It looks like the Bush Administration has made another in a long line of second-term bone-headed moves:
Newly released e-mails allege U.S. government officials pressured a leading Internet authority into voting against creating a kind of red-light district for adult Web sites.
The apparent involvement of the U.S. Department of Commerce, President Bush’s chief political operative Karl Rove and others is significant.
If true, it means the U.S. government violated terms of a complicated arrangement it has with ICANN, the Internet authority that voted 9-5 two weeks ago not to OK the .xxx proposal.
What ICM Registry, the company that proposed the top-level domain, wanted was permission to distribute Web addresses that ended in .xxx to be used exclusively by adult entertainment sites.
The proposal won support from Wired Safety and Wired Kids, the Internet Content Rating Association and other child-safety groups because of the way it was expected to make it easier for authorities and parents to police the Internet.
Detractors said it just would make it that much easier to find porn.
ICANN voted it down 9-5, after seemingly being on track to approve of the effort.

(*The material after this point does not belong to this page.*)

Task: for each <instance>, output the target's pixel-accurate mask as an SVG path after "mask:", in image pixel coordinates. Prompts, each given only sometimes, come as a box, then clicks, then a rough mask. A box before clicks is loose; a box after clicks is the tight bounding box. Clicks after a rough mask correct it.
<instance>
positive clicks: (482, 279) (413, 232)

Since the ICANN vote, ICM Registry has made public e-mails, here in PDF form, between members of the Department of Commerce, various other branches of the federal government and ICANN.

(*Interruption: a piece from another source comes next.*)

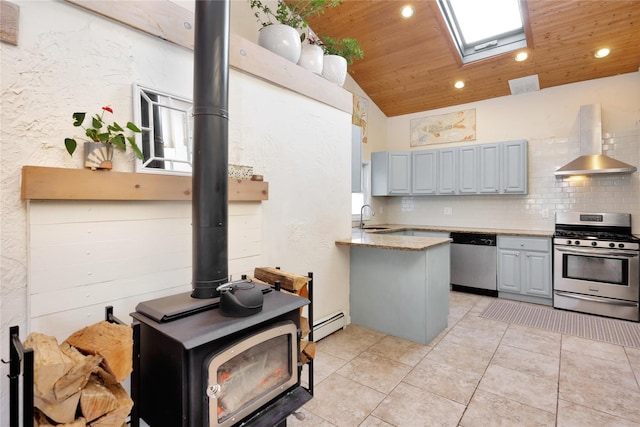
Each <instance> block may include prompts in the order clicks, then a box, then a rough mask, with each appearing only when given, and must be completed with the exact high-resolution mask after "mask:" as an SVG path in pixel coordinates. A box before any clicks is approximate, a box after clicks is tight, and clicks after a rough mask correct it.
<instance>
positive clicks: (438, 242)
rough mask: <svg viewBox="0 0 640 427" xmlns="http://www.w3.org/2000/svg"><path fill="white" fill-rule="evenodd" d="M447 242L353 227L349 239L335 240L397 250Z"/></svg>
mask: <svg viewBox="0 0 640 427" xmlns="http://www.w3.org/2000/svg"><path fill="white" fill-rule="evenodd" d="M385 231H386V230H385ZM394 231H399V230H394ZM449 242H451V239H446V238H445V239H443V238H439V237H417V236H389V235H385V234H384V233H379V232H375V231H374V230H369V231H367V230H366V229H364V230H362V229H360V228H353V229H352V231H351V239H344V240H337V241H336V244H337V245H345V246H366V247H371V248H380V249H394V250H399V251H424V250H427V249H429V248H432V247H434V246H438V245H444V244H447V243H449Z"/></svg>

The company had asked for the communications earlier under a Freedom of Information Act request.
After discovering many of the e-mails had been redacted, ICM on May 19 asked a judge in Washington, D.C., to force the Department of Commerce to fill in the blanks.
ICM says the e-mails show how the National Telecommunications and Information Administration, a branch of the U.S. Department of Commerce, was subjected to intense pressure to intervene on behalf of the Family Research Council and Focus on the Family, two socially conservative lobbying organizations.
Preventing the creation of a top-level domain which would make it very easy for parents to prevent their children from straying onto objectionable web sites is not the thing a conservative administration wants to do. No doubt groups like Focus on the Family want to rid the Internet of pornography altogether, but the Internet is not owned by any one government so that just isn’t possible. The very best you can do is make pornography easily identifiable so that people who choose to do so can avoid it. The creation of a “.XXX” domain would do this.
Is it just me, or has the Bush Administration lost it’s ability to use common sense?







May 24th, 2006 at 9:41 pm
Well, you know how anti-porn I am, and I agree with you 100%. What a stupid thing to do. CWA was overjoyed when the .XXX domains went down. Very foolish.
May 25th, 2006 at 12:19 am
People are having trouble finding porn on the internets?